Ama maalesef meseleyi böyle sunarak, izlenim yaratarak fayda
umanlar var. İlgili kanunlar ve TSK Personel Kanunu’nda,
Askeri Şûra’nın nasıl yapılacağı ve kimlerin ne yetkide olduğu çok
nettir. Geçmişte de zaten benzer icraatlar ve tasarruflar YAŞ’larda
yaşandı. İşimize gelen yeri hukuki görüp, gelmeyen yeri hukuki
değildir deyip işin içinden çıkamayız. Bu olayı hükümetin,
‘TSK’yı gizli tasfiye planı veya Orgeneral Hasan Iğsız’ı devreden
çıkararak komuta kontrolü’ ele geçirme planı gibi noktalara çekmek
insafsızlıktır. İşleyen yargı sistemi 102 kişi ile ilgili
ve başka konularda da kararlar aldı. Sayın Başbakanımızın bazı
konularda da haklı hassasiyetleri olabilir. Bu konuda her şey
yasal, hak, anayasa ve kanunlar çerçevesinde gelişiyor.
IĞSIZ'IN DURUMU
İmza sahibinin takdir hakkı vardır. Kanunlar Başbakanımızı açıkça
yetkilendirmiştir. Sayın Başbakan da, Askeri Şûra’daki
imzasının sembolik olmadığını göstermiştir. Herkes her fırsatta
‘Her işten hükümet sorumludur’ diyor. Şûra’dan neden sorumlu
olmayalım? Başbakan yasalarla tanımlanmış iradesini ortaya
koymuştur. Bu işler Fransa’da, İspanya’da, Amerika’da
böyle oluyor da, neden bizde olunca sorun çıkıyor. Anlamak mümkün
değil. Başbakanımızın Hasan Iğsız ile ilgili takdir yetkisini
kullanmasını gayet normal görüyorum. TSK’da başka değerli isimler
de vardır.
KABİLE DEVLETİ DEĞİLİZ
Bunu ülkenin en büyük sorunu haline getirmenin bir anlamı yok. Bunu
bir uzlaşma gibi pompalama da yanlış. Bu sivil otoritenin takdiri
ve iradesi sonucu şekillenecek bir süreçtir. Türkiye
Cumhuriyeti, Anayasası olan bir devlettir. Kabile devleti değildir.

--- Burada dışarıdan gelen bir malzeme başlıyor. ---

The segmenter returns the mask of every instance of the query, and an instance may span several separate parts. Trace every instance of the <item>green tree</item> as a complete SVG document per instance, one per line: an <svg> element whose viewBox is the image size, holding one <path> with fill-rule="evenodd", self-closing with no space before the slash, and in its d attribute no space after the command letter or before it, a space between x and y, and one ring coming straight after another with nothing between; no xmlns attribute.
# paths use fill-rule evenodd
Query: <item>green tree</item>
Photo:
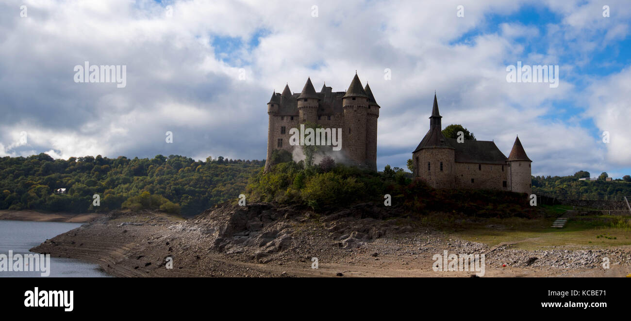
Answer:
<svg viewBox="0 0 631 321"><path fill-rule="evenodd" d="M451 124L445 127L445 129L442 130L442 135L448 138L455 139L458 138L458 132L462 132L464 134L464 139L476 140L473 133L469 132L469 130L463 127L463 125L457 124Z"/></svg>

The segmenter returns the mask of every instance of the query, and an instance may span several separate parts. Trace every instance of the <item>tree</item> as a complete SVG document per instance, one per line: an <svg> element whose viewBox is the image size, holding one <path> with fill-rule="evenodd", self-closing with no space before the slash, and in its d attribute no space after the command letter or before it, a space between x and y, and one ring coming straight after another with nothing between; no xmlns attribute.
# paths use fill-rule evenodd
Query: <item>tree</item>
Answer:
<svg viewBox="0 0 631 321"><path fill-rule="evenodd" d="M473 133L469 132L469 130L463 127L463 125L457 124L451 124L445 127L445 129L442 130L442 135L448 138L456 139L458 138L458 132L462 132L464 134L464 139L476 140Z"/></svg>

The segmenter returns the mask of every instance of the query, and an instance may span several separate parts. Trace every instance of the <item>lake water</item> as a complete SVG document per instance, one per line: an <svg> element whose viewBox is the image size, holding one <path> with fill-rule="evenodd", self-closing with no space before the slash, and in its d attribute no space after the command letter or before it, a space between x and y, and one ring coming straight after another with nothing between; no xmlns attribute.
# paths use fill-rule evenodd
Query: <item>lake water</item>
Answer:
<svg viewBox="0 0 631 321"><path fill-rule="evenodd" d="M0 220L0 254L33 254L28 250L44 241L76 228L81 223L56 222L6 221ZM50 257L50 274L49 277L98 278L108 277L99 271L98 265L74 259ZM3 277L42 277L40 271L0 271Z"/></svg>

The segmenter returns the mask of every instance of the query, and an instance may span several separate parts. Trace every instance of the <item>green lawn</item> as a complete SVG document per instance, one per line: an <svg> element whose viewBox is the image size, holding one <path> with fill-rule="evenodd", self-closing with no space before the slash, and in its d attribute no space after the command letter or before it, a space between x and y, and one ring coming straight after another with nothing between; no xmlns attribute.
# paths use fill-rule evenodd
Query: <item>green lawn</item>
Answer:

Yerleşik kuralları vardır. Her ülkede olduğu gibi Türkiye’de de
sorunlar zaman zaman yaşanabilir. Ama önemli olan diğer büyük
ülkeler gibi tahammül sabır gösterebilmektir. Bazen bir
saat bir gün sabır göstermek ülkenin yıllarca sürecek krizlerinin
önüne geçer.
PAŞA PAŞA İMZALAMA OLMAZ
Sayın Başbakanın kiminle çalışıp çalışmak istemeyeceği takdiri de
zaten tamamen kendine aittir. 30 yıllık siyasi hayatımda sürekli
gördüğüm, ‘iktidar-TSK, iktidar-yargı’ kavgasından medet umanlar bu
son konuyu da farklı yerlere çekmeye çalıştılar. Orgeneral Iğsız
ile veya bir başka komutanla ilgili Şura’da bir karar alınacak,
hükümet de bunu ‘paşa paşa’ imzalayacak. Bu olmaz.